In the particular case of optical atomic clocks1, the observable of interest is the stochastically evolving phase of a laser acting as a local oscillator, which is mapped into a population imbalance of an ultranarrow optical transition. The clock stability improves with the interrogation time, but the phase can only be unambiguously mapped when it is in the range of [−π/2, π/2]; phases outside this range lead to phase-slip errors, which limits the attainable interrogation time at a given phase-slip error probability in the case of local-oscillator-limited clocks. Optimal readout schemes12,13,16 could exponentially improve the attainable interrogation time, but require local rotational control over sub-ensembles during the sensing protocol or local mid-circuit readout and reset, both of which have not been demonstrated to date.

Here we show local control of optical transitions in a tweezer-array clock17,18,19 by using rearrangement techniques20,21,22,23,24,25 on atoms in superposition states to precisely control the position-dependent phase imprinted by light–matter interaction. The scheme26,27 is experimentally simple and highly robust as it solely relies on the relative stability of the tweezer positions and does not involve any auxiliary addressing beams. Using this technique, we demonstrate arbitrary, parallel, single-site-resolved optical qubit rotations with high fidelity.

We utilize such rotations to double the dynamic range of optical Ramsey spectroscopy by performing simultaneous evolution on two separate atomic ensembles within one tweezer array, each of which measures a different phase quadrature16; we extend the coherent interrogation time by a factor of 3.43(13) relative to the standard, single-ensemble sequence. Finally, we realize a proof-of-principle protocol for programming local dynamical decoupling sequences during Ramsey interrogation such that different ensembles within a single atom array have different sensitivities to phase variations, and discuss its implementation as part of a general protocol for improving clock stability12,13.

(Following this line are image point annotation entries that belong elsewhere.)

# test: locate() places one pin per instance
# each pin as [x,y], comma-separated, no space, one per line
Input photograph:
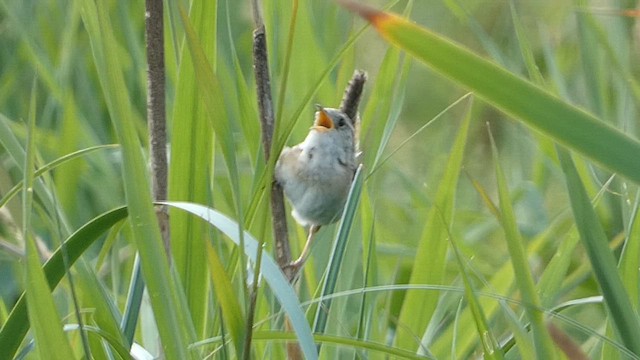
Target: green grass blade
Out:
[520,262]
[429,262]
[170,317]
[517,97]
[487,338]
[337,253]
[52,165]
[603,263]
[46,323]
[270,270]
[231,310]
[192,139]
[630,260]
[15,328]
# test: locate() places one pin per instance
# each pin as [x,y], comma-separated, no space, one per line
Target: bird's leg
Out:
[297,264]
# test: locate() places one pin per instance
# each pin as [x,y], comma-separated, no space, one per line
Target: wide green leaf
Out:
[269,269]
[515,96]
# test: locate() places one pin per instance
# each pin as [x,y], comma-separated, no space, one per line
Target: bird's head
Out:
[328,120]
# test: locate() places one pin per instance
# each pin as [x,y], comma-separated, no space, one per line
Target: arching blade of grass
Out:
[270,270]
[593,238]
[172,320]
[517,97]
[429,262]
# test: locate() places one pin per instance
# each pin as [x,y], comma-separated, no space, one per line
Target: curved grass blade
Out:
[593,238]
[52,165]
[230,307]
[17,324]
[192,139]
[171,319]
[43,315]
[520,263]
[337,253]
[270,270]
[429,263]
[519,98]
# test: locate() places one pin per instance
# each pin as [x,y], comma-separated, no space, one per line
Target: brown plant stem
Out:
[156,113]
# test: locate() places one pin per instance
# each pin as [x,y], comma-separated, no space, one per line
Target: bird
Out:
[316,174]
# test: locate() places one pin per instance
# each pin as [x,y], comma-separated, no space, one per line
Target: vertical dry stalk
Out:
[265,104]
[156,117]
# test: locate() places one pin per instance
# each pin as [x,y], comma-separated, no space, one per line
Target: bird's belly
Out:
[318,207]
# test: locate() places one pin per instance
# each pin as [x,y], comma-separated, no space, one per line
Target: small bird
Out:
[317,173]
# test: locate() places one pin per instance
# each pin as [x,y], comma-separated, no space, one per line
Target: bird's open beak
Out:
[323,122]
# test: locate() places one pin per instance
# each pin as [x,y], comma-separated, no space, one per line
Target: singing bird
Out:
[317,173]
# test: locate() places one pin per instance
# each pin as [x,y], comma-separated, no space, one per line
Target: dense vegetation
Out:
[495,213]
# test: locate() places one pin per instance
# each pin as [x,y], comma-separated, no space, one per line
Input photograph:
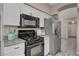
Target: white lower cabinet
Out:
[15,50]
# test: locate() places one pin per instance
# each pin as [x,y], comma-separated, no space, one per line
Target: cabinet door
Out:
[46,42]
[25,9]
[12,14]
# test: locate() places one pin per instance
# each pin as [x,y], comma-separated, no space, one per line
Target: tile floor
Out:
[68,47]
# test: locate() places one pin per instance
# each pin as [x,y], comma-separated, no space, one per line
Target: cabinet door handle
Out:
[16,47]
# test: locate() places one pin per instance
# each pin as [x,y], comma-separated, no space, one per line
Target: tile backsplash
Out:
[8,29]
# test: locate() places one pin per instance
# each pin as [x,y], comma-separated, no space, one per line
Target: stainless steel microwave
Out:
[27,21]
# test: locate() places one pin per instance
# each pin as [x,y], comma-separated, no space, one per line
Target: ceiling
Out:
[51,4]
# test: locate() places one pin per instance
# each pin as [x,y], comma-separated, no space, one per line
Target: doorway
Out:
[72,37]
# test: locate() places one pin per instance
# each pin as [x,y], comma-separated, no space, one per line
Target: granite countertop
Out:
[12,42]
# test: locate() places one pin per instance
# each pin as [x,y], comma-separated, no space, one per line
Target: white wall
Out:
[78,33]
[42,6]
[54,9]
[63,16]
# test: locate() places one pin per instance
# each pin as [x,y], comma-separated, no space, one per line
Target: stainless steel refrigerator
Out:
[53,29]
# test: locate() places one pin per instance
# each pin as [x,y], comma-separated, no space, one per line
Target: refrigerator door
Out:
[57,34]
[53,29]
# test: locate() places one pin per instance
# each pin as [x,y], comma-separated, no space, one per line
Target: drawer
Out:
[14,50]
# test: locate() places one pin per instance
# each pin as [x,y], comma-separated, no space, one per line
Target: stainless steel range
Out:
[34,45]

Aside from clocks, our technique for implementing local, parallel rotations about arbitrary axes might also find use in neutral-atom quantum computing platforms utilizing optical transitions27,28, where the local coherent control of optical qubits has not been demonstrated before. More generally, our results point to a future of fully programmable neutral-atom optical clocks that incorporate features of quantum computers.

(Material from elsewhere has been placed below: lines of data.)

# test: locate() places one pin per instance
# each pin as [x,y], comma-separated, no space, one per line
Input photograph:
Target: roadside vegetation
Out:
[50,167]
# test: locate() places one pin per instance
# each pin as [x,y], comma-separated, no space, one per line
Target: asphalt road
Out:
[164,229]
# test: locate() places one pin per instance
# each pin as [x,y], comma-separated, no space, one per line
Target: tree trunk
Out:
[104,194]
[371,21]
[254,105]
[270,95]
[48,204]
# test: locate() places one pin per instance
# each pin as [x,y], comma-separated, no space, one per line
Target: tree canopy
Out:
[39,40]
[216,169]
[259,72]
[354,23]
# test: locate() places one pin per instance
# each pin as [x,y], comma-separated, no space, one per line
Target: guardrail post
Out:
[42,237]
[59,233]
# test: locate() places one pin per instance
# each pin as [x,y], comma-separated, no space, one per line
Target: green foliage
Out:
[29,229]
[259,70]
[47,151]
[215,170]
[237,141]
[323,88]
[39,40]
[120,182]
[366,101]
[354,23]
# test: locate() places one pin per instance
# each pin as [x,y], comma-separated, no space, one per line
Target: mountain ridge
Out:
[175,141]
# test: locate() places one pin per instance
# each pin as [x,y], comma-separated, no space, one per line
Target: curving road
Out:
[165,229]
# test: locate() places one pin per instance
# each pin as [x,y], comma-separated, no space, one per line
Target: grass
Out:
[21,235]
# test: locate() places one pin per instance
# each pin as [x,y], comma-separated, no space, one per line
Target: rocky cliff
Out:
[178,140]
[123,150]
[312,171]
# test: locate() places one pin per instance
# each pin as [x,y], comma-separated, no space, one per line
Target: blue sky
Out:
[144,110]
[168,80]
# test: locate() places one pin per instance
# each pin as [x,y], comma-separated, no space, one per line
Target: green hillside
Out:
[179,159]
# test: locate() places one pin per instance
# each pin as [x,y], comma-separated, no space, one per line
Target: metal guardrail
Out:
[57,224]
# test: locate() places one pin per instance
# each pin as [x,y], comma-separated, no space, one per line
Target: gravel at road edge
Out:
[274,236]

The basic principle of our scheme is illustrated in Fig. 1a. We consider two atoms both initially in the ground electronic state |0〉, interacting with a global laser beam characterized by wavevector k = 2π/λ and wavelength λ, propagating along the array axis. With the globally applied laser, we create an equal superposition state of |0〉 and the excited state |1〉; in a Bloch sphere picture, this corresponds to a π/2 rotation around the x axis (\(\hat{X}(\pi /2)\)). The laser beam is then extinguished with an optical modulator, but remains phase coherent with the atomic transition. Using atom rearrangement techniques20,21,22,23,24,25, one of the atoms is shifted from its original position by Δx, applying an effective phase shift of ϕ = kΔx (Methods). In Fig. 1a, we first consider the special case of Δx = λ/2, or equivalently, a π rotation around the z axis (\(\hat{Z}(\uppi )\)) for the shifted atom (Fig. 1a). Subsequently, we apply a second global \(\hat{X}(\uppi /2)\) rotation with the same laser as before; the shifted atom now rotates back to |0〉 because of the movement-induced phase shift, whereas the unmoved atom completes its rotation to |1〉.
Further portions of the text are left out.